1549 Hadits ini di dha’ifkan Syaikh Al albani dalam dha’if sunan Abu
Daud no.565)
Imam Syaukani berkata: “Dalam hadits ini ada dalil….dibolehkannya
berhukum dengan tanda dengan alasan bahwa nabi menyuruh untuk tidak
menyerang hanya karena mendengar suara adzan.” (Nailul Authar 7/278)
Dan beliau berkata lagi: “Dalam hadits ini mengandung perintah untuk
mengambil yang paling selamat dalam masalah darah, karena beliau menahan
mereka untuk menyerang ha dalam keadaan itu walau sebenarnya mungkin
saja mereka tidak demikian.” (Nailul Authar 7/278)
Dan beliau berkata juga: “Dan dalam hadits ini ada dalil bahwa semata
mendapati mesjid dalam sebuah negeri bisa dijadikan alasan untuk
membatalkan penyerangan. Dan bisa menjadi tanda kelslaman penduduknya
walau tidak ada didengar adzan disitu.
Karena Nabi memerintahkan pasukannya untuk menahan diri dengan sebab
dua hal: adanya mesjid dan suara adzan.” (Nailul Authar 7/278)
Disini ada dua titik perhatian:
pertama: Berdalil dengan dua hadits ini bisa saja dibantah
dengan: Tujuan hadits ini hanya untuk menerangkan tentang larangan
menyerang sebuah negeri, bukan menerangkan tentang sifat negeri itu. Maka jawabannya: Hukum
yang yang membuat negeri itu dilarang untuk diserang, adalah karena
sifat negeri itu sendiri. Karena hukum yang membolehkan untuk menyerang
penduduk negeri itu adalah karena negerinya negeri kufur. Imam Syafi’i
berkata: “Hukum terhadap sebuah negeri adalah unsur yang membuat dia
tidak boleh diserang.” (Ar Risalah hal. 300)
Kedua: Ini juga bisa dibantah dengan Banyak negeri kufur yang ada mesjid disitu dan didengar adzan.

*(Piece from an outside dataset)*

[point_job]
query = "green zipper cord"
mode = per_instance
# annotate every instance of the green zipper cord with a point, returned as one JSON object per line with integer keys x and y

Jawaban untuk itu adalah: Yang
dimaksudkan adalah kalau mesjid dan adzan menjadi lambang negara itu.
Rasulullah melarang untuk menyerang karena mendengar suara adzan adalah
berdasarkan karena beliau bergaul dengan kampung-kampung arab yang
semata mendengar suara adzan sudah cukup untuk menjadi tanda bahwa
penduduknya Islam, karena kecilnya kampung dan sedikitnya penduduk.
Maka berarti masalah ini adalah masalah yang nisbi, kadang-kadang satu
mesjid menjadi lambang kelslaman penduduknya. Dan kadang-kadang sepuluh
mesjid tidak menjadi lambang kelslaman penduduknya.
Misal yang memperjelas adalah:
Prancis, disana dibangun mesjid, akan tetapi bukan sebagai lambang negara, maka negara itu adalah negara kufur.
Kaum muslimin di Maroko menegakkan syi’ar-syi’ar Islam dan menjadi lambang negaranya, maka negara itu adalah negara Islam.
Dengan ini menjadi jelas bahwa darul Islam adalah negeri
yang hukum-hukum Islam direalisasikan disitu, khususnya shalat. Dan
darul Kufr adalah: negeri yang disitu tidak diterapkan padanya lepas
hukum-hukum Islam, khususnya shalat
Dan bukan yang dimaksudkan dengan mendirikan shalat adalah hanya
dilakukan segelintir orang, tetapi menjadi amalan penguasa., Nabi
berkata: “Tidak boleh memerangi mereka (para pemimpjin), selama mereka masih mendirikan shalat bersama kalian” dan ” Tidak, selama mereka masih shalat.” Ini
adalah lafaz-lafaz yang walau dalam masalah khawarij, tapi ada hubungan
antara masalah ini dengan masalah sifat negara. Yang mana adanya shalat
dalam dua keadaan ini menyebabkan negara itu tidak boleh diserang.” (Al
Ghuluw fid Diin, Abdurrahman bin Mu’allah Al Luwaihiq hal.330-335) Wallahu A’lam.